On the balance sheet, the positive move is clearer. Veridis raised NIS 297.5 million net in a private placement, made early repayments of loans taken to acquire Infinia, and reduced net financial debt to NIS 1.61 billion from NIS 1.91 billion at year-end 2025. Including the parent-company loan, net financial debt declined to NIS 1.77 billion from NIS 2.06 billion. Infinia also completed a bank refinancing that removed liens on group assets, extended debt duration and lowered financing costs.

Still, quarterly cash flow does not explain the debt reduction on its own. Operating cash flow of NIS 67.5 million almost exactly covered NIS 49.1 million of capex and NIS 18.0 million of lease-principal repayments. Before debt repayments, capital raises or refinancing moves, there was almost no quarterly surplus. At the same time, after the balance sheet date, a shareholder-loan framework of up to NIS 1.55 billion was approved for OPC Israel to fund equity required for advanced-development projects, mainly Ramat Beka and Hadera 2. Veridis' proportional share may reach up to about NIS 310 million.

Hadera is where accounting value and cash need meet.

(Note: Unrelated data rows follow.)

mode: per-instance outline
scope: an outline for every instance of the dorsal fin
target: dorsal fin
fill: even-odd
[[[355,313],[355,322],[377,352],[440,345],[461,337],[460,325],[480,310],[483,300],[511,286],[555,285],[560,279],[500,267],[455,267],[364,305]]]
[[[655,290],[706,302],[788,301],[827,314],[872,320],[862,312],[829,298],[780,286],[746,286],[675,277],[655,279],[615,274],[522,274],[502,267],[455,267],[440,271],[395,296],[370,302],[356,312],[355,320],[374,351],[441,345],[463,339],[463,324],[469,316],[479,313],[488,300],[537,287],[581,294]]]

The fair value of Hadera 2 rose to NIS 325 million and Hadera 1 was valued at NIS 78 million, together with a NIS 56.5 million revaluation gain in the quarter. Uncertainty around lease realization fell from 20% to 10%, and expected realization was moved forward to July 2026. At the same time, Infinia is negotiating with OPC Israel to sell the Hadera rights for expected consideration of about NIS 450 million, but there is no certainty on completion, terms or final consideration. As long as that remains the case, Hadera improves value more than it releases cash.

Conclusions

The first quarter turns 2026 into a bridge year, not a breakout year. On the positive side, there is more equity, lower debt, lower finance expense, 2025 support payments that continued to be received after the balance sheet date, and water that continues to generate through VID. On the other side, carton has already shown that operating improvement does not automatically equal margin improvement, and OPC projects require equity before they release cash to Veridis.

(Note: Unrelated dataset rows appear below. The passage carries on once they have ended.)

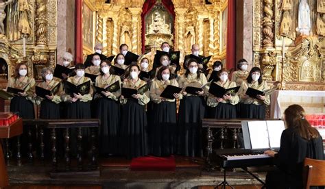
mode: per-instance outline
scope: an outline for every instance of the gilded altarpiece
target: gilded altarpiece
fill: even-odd
[[[0,33],[0,58],[7,64],[5,69],[1,66],[0,77],[10,77],[15,65],[23,62],[29,76],[40,79],[42,68],[54,68],[56,62],[57,0],[12,1],[4,9],[4,29]]]
[[[311,34],[298,34],[299,0],[254,0],[253,61],[282,89],[324,90],[324,0],[307,0]]]
[[[84,1],[86,3],[92,1]],[[106,1],[104,0],[95,1],[97,20],[95,41],[103,44],[104,53],[107,55],[116,55],[119,52],[119,45],[126,43],[129,46],[129,50],[143,55],[145,51],[142,51],[141,14],[145,1],[111,1],[110,3],[105,3]],[[180,51],[182,62],[184,56],[191,53],[191,47],[193,44],[200,45],[200,54],[213,55],[210,64],[217,60],[225,59],[226,51],[223,51],[221,53],[220,50],[220,40],[222,40],[220,38],[220,23],[222,23],[222,11],[227,7],[228,1],[209,1],[212,3],[206,4],[204,1],[198,0],[171,0],[175,12],[173,23],[171,23],[169,25],[170,22],[167,20],[170,18],[167,18],[167,15],[153,12],[149,15],[148,19],[150,21],[145,23],[144,27],[147,27],[145,28],[147,29],[147,31],[150,31],[150,27],[154,28],[152,21],[165,21],[160,25],[166,25],[171,32],[165,32],[167,34],[160,35],[171,35],[171,45],[176,51]],[[145,34],[150,34],[149,32]],[[147,36],[148,36],[149,35]],[[152,43],[146,40],[144,40],[145,45]],[[153,60],[155,50],[158,47],[159,47],[146,49],[146,54],[143,55]],[[84,51],[84,56],[88,53],[90,53]]]

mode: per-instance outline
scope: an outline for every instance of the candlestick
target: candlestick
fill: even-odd
[[[26,57],[26,38],[23,38],[23,56]]]

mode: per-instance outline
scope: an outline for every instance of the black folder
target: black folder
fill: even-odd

Three items will decide the next few quarters. First, whether carton segment profit recovers, not only revenue. Second, whether support payments, Meshua and the new former-landfill claim move forward without a provision or a tougher regulatory outcome. Third, whether the Hadera rights sale or rental stream becomes binding before the company's OPC funding share weighs on the balance sheet again. Short-interest data also show that the market still wants proof: short interest rose to 2.02% of float on May 15, 2026, and SIR reached 5.51 days, above the sector average of 2.456.

The current read on Veridis is more positive on the balance sheet and more cautious on earnings quality. The equity raise and repayments reduced real debt, while Infinia obtained better financing and an expected investment grant. At the same time, quarterly profit leaned on the Hadera revaluation, EBITDA was below the prior-year pre-provision base, and carton still has to show that new capacity does not become sales at too narrow a margin. If Hadera turns into binding cash and carton returns to higher segment profitability, the balance-sheet improvement will have a broader base. If not, 2026 will remain a year in which the company bought time but still has to prove that cash flow from its major activities can fund the next stage.